Прудон с хрустом потянулся – сидеть на ящике было не очень удобно, – сунул руку под рубашку, почесал под мышкой, ехидно усмехнулся мыслям, зревшим в голове.
– А вот противостоять злу, скрытому в самом человеке, от него происходящему, не можем. Как дети, ей-богу. Мешает что-то разглядеть корни этого зла. – Прудон оторвал взгляд от земли и посмотрел на Перелыгина ясными, умными глазами, пристально так посмотрел, даже нахально, с превосходством. – А все просто. Стоило возникнуть роду человеческому, и появилось двуликое, как Янус, зло и лики его – богатство и нищета. Зло двуликое, а корень один – деньги. Мало их – плохо, много – тоже. Тут бы середку какую отыскать, да ни у кого головы не хватает это человеку втолковать до печенок. У нас малость получаться стало, но, боюсь, не устоим, из последних сил жмем. – Прудон наклонил массивную голову. Он любил порассуждать вот так, вообще, особенно когда слушают не свои. – Мы вот золото моем. – Прудон произнес это так, будто полчаса, а не пять лет назад ушел с полигона. – Ну, копаем и копаем. Для победы копали, для мощи государства, для оправдания зла, для борьбы со злом, и ни у кого поджилки не дрожат. Золото? Да черт с ним! Не твое оно и не мое.

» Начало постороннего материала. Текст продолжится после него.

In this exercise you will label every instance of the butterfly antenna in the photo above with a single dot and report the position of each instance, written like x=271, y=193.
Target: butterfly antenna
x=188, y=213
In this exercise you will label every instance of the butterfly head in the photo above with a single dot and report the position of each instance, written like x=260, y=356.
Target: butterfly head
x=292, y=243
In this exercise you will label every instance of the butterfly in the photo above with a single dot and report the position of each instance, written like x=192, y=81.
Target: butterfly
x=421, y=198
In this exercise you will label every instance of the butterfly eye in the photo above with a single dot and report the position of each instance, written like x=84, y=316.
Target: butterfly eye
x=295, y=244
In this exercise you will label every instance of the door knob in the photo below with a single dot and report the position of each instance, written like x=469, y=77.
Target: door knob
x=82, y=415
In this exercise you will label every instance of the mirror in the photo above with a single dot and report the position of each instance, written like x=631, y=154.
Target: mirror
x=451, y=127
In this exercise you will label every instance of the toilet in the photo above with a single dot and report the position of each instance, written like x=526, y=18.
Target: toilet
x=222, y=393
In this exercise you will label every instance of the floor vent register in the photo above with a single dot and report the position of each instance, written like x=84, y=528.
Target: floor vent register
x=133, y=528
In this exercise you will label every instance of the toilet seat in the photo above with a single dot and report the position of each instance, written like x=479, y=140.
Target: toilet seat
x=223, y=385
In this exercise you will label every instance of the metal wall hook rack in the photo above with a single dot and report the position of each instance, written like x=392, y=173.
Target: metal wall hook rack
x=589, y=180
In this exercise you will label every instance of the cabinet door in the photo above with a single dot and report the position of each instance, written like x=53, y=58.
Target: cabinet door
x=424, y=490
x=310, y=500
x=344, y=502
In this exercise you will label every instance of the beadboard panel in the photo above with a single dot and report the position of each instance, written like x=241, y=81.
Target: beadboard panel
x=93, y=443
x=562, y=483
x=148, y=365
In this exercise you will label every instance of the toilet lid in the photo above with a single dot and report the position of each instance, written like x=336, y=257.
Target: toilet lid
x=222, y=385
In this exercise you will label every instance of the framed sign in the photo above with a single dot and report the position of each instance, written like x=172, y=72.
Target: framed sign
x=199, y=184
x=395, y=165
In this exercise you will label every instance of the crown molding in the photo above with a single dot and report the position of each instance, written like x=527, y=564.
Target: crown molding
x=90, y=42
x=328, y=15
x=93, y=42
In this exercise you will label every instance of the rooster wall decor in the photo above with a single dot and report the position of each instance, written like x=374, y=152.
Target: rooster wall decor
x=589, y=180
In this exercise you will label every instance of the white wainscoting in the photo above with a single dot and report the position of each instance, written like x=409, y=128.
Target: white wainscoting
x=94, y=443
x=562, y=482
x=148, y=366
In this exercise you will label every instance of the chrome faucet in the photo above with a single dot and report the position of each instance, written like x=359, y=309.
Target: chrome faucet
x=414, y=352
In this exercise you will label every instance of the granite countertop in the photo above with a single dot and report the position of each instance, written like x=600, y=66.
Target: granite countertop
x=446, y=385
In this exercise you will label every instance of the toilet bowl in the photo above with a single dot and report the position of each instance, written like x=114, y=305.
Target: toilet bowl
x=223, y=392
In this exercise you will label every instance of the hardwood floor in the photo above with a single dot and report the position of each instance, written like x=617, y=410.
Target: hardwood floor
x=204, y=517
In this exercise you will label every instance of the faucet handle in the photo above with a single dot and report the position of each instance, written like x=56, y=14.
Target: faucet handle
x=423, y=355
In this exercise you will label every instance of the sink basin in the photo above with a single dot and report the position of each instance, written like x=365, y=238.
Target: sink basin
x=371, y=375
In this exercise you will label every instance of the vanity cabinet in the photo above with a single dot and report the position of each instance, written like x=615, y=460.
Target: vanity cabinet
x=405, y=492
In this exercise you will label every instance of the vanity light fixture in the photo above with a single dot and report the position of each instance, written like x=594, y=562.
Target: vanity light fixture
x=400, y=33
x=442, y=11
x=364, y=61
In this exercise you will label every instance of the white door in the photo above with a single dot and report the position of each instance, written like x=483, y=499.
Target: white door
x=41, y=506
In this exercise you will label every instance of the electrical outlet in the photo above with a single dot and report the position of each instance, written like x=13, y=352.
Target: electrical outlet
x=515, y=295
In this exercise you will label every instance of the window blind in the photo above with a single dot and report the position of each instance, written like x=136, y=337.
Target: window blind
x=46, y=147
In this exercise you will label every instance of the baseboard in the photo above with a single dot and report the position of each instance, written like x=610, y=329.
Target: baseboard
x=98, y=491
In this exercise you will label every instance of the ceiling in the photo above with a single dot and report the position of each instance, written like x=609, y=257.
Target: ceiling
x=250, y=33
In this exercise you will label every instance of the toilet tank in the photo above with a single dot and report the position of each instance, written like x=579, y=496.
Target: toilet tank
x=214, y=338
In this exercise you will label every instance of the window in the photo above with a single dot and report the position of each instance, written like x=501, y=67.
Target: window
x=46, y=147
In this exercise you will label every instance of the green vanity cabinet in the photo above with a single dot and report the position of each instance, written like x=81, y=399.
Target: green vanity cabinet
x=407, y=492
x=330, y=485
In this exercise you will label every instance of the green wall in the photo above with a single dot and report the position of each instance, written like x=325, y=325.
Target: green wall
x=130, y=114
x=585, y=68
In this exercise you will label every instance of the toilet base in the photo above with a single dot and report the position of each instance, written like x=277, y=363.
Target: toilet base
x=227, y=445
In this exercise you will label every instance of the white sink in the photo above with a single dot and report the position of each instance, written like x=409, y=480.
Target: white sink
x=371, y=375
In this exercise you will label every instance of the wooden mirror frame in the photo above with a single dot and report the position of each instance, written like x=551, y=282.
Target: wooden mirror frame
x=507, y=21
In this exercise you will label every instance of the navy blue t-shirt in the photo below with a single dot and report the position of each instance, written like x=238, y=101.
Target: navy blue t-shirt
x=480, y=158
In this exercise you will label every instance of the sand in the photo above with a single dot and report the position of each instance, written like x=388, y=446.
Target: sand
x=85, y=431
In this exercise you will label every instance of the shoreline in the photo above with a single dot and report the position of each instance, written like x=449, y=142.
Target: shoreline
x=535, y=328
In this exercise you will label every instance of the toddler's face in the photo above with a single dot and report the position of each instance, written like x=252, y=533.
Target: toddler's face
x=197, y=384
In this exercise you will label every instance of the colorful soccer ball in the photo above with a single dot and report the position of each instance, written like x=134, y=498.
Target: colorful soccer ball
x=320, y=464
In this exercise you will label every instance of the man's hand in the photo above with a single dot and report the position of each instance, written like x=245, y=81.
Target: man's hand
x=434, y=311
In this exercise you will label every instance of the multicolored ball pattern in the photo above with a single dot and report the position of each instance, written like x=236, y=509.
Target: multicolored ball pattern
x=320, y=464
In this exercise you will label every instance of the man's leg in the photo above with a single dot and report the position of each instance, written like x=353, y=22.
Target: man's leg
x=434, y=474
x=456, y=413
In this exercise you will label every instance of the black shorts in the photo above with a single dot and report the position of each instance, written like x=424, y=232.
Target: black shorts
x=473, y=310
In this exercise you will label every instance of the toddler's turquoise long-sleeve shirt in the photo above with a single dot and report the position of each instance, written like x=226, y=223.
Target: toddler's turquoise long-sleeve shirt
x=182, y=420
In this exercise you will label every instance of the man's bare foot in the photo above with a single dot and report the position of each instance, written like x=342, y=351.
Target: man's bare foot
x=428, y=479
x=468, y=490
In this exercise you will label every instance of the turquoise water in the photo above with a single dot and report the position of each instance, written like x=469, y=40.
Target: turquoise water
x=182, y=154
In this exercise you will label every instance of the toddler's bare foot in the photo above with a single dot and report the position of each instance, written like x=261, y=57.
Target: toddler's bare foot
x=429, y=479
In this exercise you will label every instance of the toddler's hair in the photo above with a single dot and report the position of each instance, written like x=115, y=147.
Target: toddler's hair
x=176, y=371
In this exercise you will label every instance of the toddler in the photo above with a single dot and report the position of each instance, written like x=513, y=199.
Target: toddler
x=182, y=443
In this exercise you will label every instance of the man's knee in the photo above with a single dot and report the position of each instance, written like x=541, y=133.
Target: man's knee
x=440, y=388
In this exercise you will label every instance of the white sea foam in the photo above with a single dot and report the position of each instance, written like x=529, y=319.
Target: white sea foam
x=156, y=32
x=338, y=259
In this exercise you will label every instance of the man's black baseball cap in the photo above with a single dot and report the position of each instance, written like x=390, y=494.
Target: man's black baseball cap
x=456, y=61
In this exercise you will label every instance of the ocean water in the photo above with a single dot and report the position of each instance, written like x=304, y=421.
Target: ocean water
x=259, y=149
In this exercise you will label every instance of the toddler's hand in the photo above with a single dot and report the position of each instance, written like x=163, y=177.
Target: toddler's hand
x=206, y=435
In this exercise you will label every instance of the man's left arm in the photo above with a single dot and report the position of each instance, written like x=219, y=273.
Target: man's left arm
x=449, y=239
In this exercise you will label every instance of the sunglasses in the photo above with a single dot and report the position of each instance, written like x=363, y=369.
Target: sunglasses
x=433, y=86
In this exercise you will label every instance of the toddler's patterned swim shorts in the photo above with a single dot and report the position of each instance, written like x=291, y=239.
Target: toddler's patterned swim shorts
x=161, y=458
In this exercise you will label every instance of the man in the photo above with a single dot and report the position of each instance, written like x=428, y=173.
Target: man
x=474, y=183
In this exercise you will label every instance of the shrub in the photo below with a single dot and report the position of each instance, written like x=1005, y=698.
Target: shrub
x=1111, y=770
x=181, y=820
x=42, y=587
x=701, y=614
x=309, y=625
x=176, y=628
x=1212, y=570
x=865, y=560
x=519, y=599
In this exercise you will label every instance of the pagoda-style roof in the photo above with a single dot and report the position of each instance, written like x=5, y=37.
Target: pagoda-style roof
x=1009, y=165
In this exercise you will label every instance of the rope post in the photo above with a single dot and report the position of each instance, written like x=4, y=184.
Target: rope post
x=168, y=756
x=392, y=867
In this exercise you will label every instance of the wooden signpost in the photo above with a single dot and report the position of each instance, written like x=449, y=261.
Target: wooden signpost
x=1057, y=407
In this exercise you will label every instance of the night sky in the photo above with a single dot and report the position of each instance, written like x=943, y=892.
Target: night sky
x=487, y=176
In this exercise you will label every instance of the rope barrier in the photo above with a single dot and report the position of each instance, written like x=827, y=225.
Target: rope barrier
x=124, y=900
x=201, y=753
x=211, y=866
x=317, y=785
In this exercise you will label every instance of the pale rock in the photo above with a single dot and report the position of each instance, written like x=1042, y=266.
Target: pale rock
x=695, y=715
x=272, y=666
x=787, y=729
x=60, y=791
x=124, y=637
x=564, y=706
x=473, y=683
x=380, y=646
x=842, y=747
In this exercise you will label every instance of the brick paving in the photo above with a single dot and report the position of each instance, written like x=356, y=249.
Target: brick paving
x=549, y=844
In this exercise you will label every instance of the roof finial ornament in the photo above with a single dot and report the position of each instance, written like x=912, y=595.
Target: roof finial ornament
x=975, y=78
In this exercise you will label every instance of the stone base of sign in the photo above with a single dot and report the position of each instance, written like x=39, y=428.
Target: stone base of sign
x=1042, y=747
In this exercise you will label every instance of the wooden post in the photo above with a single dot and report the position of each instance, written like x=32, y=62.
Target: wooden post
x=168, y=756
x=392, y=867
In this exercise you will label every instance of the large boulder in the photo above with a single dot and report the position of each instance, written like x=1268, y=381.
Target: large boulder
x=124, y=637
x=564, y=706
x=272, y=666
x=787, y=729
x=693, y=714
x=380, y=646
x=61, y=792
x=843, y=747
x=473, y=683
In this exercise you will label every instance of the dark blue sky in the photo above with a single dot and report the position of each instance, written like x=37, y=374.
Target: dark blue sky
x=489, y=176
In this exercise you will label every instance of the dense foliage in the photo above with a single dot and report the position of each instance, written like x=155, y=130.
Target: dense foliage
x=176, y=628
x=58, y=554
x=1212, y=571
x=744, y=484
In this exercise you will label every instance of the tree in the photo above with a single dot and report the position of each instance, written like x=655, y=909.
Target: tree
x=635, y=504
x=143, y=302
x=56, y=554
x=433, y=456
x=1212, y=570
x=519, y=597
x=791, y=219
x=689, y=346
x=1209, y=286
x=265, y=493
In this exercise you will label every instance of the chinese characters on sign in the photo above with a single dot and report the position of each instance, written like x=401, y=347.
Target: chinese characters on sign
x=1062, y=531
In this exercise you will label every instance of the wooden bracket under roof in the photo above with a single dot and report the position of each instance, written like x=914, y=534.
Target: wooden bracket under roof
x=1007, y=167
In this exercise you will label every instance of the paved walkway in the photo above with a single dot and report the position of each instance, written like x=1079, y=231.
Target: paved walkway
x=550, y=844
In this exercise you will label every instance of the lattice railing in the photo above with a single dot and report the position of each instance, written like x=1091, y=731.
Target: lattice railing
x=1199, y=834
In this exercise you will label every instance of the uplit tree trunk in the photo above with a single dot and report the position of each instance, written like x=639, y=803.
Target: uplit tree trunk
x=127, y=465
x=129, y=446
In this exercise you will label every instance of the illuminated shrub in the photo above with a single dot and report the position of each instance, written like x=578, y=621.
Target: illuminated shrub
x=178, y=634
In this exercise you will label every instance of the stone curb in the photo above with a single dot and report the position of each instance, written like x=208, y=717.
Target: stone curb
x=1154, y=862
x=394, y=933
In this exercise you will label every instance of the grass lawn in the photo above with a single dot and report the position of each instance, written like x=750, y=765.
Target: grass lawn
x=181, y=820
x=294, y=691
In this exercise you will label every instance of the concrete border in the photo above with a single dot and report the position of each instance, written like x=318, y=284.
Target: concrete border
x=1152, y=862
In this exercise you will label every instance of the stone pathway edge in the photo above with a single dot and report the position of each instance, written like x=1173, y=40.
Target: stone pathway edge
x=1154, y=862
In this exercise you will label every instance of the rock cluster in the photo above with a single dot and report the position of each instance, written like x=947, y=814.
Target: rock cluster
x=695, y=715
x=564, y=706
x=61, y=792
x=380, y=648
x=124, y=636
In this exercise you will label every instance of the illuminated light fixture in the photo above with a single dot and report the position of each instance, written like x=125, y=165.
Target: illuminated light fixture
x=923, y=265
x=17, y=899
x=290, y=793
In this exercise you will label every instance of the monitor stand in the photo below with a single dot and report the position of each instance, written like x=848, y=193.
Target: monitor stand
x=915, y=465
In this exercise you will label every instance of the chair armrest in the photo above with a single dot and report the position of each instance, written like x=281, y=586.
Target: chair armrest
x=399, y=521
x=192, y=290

Пригревало почти по-летнему, Прудон стянул непонятного цвета светлый плащ, подставил косматое лицо солнцу. День стоял ясный, замечательный, небо сияло чистотой, лишь на макушке главной сопки Юрбе белой панамкой сидело облачко. Но от грозно шумевшей рядом Реки веяло прохладой.
– А представь, если государство с перепугу или дури какой скажет: надоело с вами возиться, сами копайте и мне несите – я куплю. – Прудон зыркнул на Перелыгина, помолчал вопросительно. – Во бардак начнется! – Он зажмурился. – Половину в землю затопчем, половину разворуем и друг дружку поубиваем к ядрене Алене. – Помолчал для придания весомости своей мысли. – Сейчас, выходит, роем для силы государства, а тогда себе на погибель станем копать, увеличивать зло на земле. Такой ералаш.
Шагая по Большой Грузинской, Перелыгин чувствовал связь между Унаканом и тем разговором с Прудоном. Как мог прочувствовать опустившийся мужик состояние огромной страны, в которое она погружается? Тогда он не придал словам Прудона никакого значения, да и какое значение могли иметь слова, будь это даже настоящий Прудон? Выходило, что он, наблюдавший бегущую мимо жизнь, рассмотрел в ней самое важное и вынес суровый приговор.
Рощин подозрительно покосился на Егора – они шли молча довольно долго.
– Ты не увлекся мыслительным процессом? – сказал он, посматривая под ноги – на тротуаре расползлась жидкая серая каша. Им было жарко в дубленках, Рощин даже предложил купить что-нибудь более подходящее для такой погоды.